Carillonneurs perform for incidental listeners largely unfamiliar with the instrument’s repertoire. Ask an average Jane on the street, “What are some famous carillon composers? Or carillon pieces?” And I bet you’ll get some blank stares.
With the exception of an elite group of aficionados who really know their stuff, the vast majority of people in countries with carillons do not know the main figures in our rarefied tradition. This provides us carillonneurs more freedom in selecting our repertoire. If our audience doesn’t have many expectations of what we should play, then we could choose just about anything to arrange and perform. That’s the positive spin. Or, as a carillonneur you could lament the general public’s lack of basic knowledge and take on the mantle of a crusader to acquaint them with the best music written for the carillon.
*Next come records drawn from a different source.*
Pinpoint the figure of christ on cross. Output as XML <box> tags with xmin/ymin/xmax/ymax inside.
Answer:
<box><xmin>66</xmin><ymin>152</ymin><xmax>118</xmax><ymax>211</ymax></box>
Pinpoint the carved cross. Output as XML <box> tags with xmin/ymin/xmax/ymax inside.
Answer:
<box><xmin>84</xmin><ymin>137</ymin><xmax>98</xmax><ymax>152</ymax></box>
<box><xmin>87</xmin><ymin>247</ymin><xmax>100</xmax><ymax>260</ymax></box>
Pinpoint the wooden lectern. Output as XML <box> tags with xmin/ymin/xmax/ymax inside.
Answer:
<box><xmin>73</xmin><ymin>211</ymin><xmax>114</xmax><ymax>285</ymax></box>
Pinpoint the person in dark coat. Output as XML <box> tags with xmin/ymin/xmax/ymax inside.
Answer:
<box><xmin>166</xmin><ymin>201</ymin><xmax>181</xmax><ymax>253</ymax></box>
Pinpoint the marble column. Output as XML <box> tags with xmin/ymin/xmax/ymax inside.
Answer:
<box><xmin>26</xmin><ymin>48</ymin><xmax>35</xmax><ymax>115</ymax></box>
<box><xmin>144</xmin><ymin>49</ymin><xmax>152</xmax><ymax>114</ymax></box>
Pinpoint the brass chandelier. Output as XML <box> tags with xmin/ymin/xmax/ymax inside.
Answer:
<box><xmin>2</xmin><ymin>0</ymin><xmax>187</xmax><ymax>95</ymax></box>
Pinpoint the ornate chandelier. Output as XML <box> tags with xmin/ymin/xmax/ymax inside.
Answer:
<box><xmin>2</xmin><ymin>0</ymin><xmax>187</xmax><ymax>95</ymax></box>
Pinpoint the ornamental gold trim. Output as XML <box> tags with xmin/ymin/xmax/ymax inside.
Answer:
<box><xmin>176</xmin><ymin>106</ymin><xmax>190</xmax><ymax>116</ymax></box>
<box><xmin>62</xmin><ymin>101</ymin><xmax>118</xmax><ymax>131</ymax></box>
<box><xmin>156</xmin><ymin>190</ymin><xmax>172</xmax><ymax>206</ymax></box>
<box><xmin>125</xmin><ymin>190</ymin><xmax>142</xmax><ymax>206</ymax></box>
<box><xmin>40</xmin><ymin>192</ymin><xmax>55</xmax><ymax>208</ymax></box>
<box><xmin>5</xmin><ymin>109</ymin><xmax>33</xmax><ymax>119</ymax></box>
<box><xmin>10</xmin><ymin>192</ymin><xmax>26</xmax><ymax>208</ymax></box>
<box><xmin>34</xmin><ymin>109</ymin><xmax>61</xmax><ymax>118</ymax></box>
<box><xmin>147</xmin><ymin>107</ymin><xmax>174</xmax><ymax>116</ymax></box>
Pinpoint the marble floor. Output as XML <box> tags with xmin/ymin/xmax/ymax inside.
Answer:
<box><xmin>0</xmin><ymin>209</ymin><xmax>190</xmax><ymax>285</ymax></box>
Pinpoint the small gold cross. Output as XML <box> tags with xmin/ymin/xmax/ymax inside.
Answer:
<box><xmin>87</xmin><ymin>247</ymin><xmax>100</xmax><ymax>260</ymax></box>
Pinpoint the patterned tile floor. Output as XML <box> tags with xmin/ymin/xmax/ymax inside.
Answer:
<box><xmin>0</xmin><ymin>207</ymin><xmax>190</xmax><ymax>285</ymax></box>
The location of carillonneurs seem to affect which way they skew along this repertoire continuum. As Tiffany Ng noted in her comment, European carillonneurs seem comfortable with playing arrangements of popular music, like pop, rock, and jazz. She speculates that the acceptance of the carillon as an important musical instrument and tradition in their countries of origin allow them more leeway in choosing music that might otherwise threaten a sense of prestige. This is counterintuitive on the face of it, since one might expect that carillonneurs from the birthplace of the instrument would embrace its historical repertoire at the expense of exploring the new, but I think she’s right.
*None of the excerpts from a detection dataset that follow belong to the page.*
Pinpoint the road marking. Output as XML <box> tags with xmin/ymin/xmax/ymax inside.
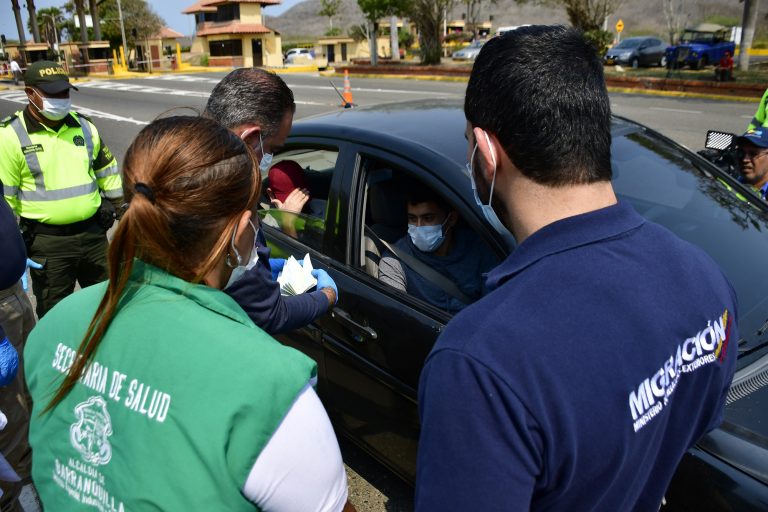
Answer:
<box><xmin>648</xmin><ymin>107</ymin><xmax>704</xmax><ymax>114</ymax></box>
<box><xmin>142</xmin><ymin>75</ymin><xmax>463</xmax><ymax>97</ymax></box>
<box><xmin>0</xmin><ymin>91</ymin><xmax>149</xmax><ymax>126</ymax></box>
<box><xmin>77</xmin><ymin>80</ymin><xmax>211</xmax><ymax>98</ymax></box>
<box><xmin>142</xmin><ymin>75</ymin><xmax>219</xmax><ymax>84</ymax></box>
<box><xmin>288</xmin><ymin>84</ymin><xmax>464</xmax><ymax>97</ymax></box>
<box><xmin>77</xmin><ymin>78</ymin><xmax>335</xmax><ymax>107</ymax></box>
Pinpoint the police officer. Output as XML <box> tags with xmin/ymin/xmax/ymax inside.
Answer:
<box><xmin>0</xmin><ymin>61</ymin><xmax>123</xmax><ymax>317</ymax></box>
<box><xmin>747</xmin><ymin>89</ymin><xmax>768</xmax><ymax>131</ymax></box>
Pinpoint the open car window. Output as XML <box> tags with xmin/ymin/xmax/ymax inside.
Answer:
<box><xmin>258</xmin><ymin>147</ymin><xmax>339</xmax><ymax>250</ymax></box>
<box><xmin>360</xmin><ymin>159</ymin><xmax>499</xmax><ymax>314</ymax></box>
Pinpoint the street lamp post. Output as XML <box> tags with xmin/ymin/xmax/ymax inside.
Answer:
<box><xmin>40</xmin><ymin>13</ymin><xmax>59</xmax><ymax>54</ymax></box>
<box><xmin>117</xmin><ymin>0</ymin><xmax>128</xmax><ymax>57</ymax></box>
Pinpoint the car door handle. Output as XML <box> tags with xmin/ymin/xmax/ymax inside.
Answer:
<box><xmin>331</xmin><ymin>308</ymin><xmax>378</xmax><ymax>342</ymax></box>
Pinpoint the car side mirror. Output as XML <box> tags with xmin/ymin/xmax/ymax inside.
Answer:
<box><xmin>704</xmin><ymin>130</ymin><xmax>736</xmax><ymax>151</ymax></box>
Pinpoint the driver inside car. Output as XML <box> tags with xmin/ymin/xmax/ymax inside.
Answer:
<box><xmin>378</xmin><ymin>182</ymin><xmax>498</xmax><ymax>313</ymax></box>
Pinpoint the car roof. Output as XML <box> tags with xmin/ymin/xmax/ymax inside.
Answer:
<box><xmin>291</xmin><ymin>98</ymin><xmax>643</xmax><ymax>165</ymax></box>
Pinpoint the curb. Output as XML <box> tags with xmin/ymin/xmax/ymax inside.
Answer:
<box><xmin>607</xmin><ymin>85</ymin><xmax>760</xmax><ymax>103</ymax></box>
<box><xmin>330</xmin><ymin>71</ymin><xmax>469</xmax><ymax>82</ymax></box>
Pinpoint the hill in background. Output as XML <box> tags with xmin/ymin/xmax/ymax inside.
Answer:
<box><xmin>264</xmin><ymin>0</ymin><xmax>752</xmax><ymax>41</ymax></box>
In North America, the story is different. Here carillonneurs seem more invested in presenting a particular repertoire, some of it virtuosic, which is composed for the instrument. Careful arrangements of folk songs and western art works abound too. Arrangements of popular music of the day—pop, rock, jazz, etc. are not as common. Some of this is due to copyright laws. But part of it, I think, is due to some carillonneurs’ discomfort at having the carillon turn into a kind of radio that channels popular music of the day that would strip the instrument of its history and identity. And they have a point there too. If carillonneurs were to discontinue maintaining an established and virtuosic repertoire, then why not just replace the carillon console with a computer that can play simple renditions of recognizable tunes on the bells and do away with the performer altogether? There is a lot at stake.
So is the answer somewhere in the middle? I’d have to say yes. I am a woman of moderation, after all.
For bell listeners out there, what catches your attention when you hear them played? Recognizable tunes? Classical arrangements? Intense, virtuosic pieces?